Today, I met an angel at a coffee shop.

I am one that believes that everyone who walks in or out of your life is meant to teach you a lesson. Today, I got a text from a beta telling me that somehow, this story “lines up with everything I’m going through or have been through,” and “drops little life bombs on me. Some are good, some are discouraging, but something always happens in it to let me know it’s going to be okay.”
As I’m reading these messages, a man I have never spoken to, but often see watering the flowers at my favorite haunt, stopped me to ask me how my writing was going (I am unsure how he knew that I wrote). I mentioned that I had just received some wonderful feedback, and that it was really validating, as the story is so important to me.
This man plants wild flowers in planters.

What happened next is something I can only describe as otherworldly. We began talking, and he began to talk with me about the themes of my book, and the calling he believes certain people have toward writing. He went inside, and I texted my husband, “I just met an angel.”
When he came back out, he sat down beside me for a moment. He told me that he woke up yesterday with the word Feather in his mind, and it led him to watch a film called White Feather, which stirred something deep within him. He sat down to tell me about this corny old western from the fifties, because he felt like he should. I told him that the first song that came on this morning when I got in the car was a song called Feather.

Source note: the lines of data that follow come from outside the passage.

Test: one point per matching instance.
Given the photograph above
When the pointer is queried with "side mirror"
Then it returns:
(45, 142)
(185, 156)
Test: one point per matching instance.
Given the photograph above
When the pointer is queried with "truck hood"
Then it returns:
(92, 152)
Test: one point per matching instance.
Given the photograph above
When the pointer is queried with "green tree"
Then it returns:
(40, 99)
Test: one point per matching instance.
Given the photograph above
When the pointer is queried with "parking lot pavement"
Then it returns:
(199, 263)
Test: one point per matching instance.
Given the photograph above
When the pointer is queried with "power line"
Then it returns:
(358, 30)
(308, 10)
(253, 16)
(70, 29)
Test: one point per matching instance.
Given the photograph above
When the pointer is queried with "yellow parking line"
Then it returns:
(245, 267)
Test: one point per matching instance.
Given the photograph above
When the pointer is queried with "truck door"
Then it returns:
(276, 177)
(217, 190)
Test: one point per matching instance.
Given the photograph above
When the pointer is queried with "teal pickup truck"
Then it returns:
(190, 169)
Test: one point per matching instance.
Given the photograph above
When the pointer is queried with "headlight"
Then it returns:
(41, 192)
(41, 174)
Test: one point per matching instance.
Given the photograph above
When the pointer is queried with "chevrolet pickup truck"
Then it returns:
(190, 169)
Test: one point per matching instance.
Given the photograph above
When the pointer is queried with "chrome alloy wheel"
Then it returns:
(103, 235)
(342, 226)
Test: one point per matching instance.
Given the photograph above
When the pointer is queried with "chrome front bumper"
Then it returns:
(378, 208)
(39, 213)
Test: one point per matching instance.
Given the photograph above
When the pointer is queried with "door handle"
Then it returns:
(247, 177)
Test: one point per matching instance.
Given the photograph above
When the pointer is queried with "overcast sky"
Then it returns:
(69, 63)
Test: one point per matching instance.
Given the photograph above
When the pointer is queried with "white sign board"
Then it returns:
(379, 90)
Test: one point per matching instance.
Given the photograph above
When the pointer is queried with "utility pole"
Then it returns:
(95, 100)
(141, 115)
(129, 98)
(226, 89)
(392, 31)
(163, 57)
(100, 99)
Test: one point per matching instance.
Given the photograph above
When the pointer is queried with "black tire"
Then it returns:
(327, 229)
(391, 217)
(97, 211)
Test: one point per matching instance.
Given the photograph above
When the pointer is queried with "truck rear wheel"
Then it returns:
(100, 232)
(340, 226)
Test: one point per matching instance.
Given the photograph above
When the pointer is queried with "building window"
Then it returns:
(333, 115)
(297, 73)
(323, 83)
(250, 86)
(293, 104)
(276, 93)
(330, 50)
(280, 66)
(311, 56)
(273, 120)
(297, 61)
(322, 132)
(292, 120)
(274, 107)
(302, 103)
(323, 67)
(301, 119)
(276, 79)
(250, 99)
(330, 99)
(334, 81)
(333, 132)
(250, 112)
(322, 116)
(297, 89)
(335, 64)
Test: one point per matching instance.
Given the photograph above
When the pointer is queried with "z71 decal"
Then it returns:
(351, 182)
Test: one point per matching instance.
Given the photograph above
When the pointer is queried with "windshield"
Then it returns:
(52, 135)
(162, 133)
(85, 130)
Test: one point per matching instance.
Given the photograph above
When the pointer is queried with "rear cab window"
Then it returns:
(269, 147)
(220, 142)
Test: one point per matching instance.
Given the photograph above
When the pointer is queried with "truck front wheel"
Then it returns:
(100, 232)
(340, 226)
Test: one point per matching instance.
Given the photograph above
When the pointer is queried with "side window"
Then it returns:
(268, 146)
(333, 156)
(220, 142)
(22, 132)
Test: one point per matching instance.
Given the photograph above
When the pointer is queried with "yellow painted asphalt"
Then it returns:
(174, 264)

Then, for no reason at all, he told me that some people are born into families where they do not fit, because they are to gain an empathy that will allow them to relate to others in extraordinary ways. In our fifteen minutes together, we spoke of grief, and our inability as a society to allow it to ebb and flow within us. That we don’t know how to support one another, and are afraid of the impact other people may have on our lives, so we refuse closeness. That we have forgotten to honor the connectedness we are called to feel with the earth, and with each other.
Throughout the day, I’ve felt drawn to this idea that we are all just wildflowers in planters. Each one of us, a mix of beautiful, eclectic, confined, but uncontrolled blooms. Today, I met an angel in a coffee shop who somehow felt the need to tell me what I needed to hear, and his message to me was honor. So friends, go out and honor your hearts. Honor your earth. Honor your loved ones, and those who’ve done you wrong because of their own broken hearts. Everything that happens is meant to guide you, if you just look close enough.
All my love, KW.
One response to “Wildflowers in Planters.”
Thanks for sharing your angel with us and for being one yourself.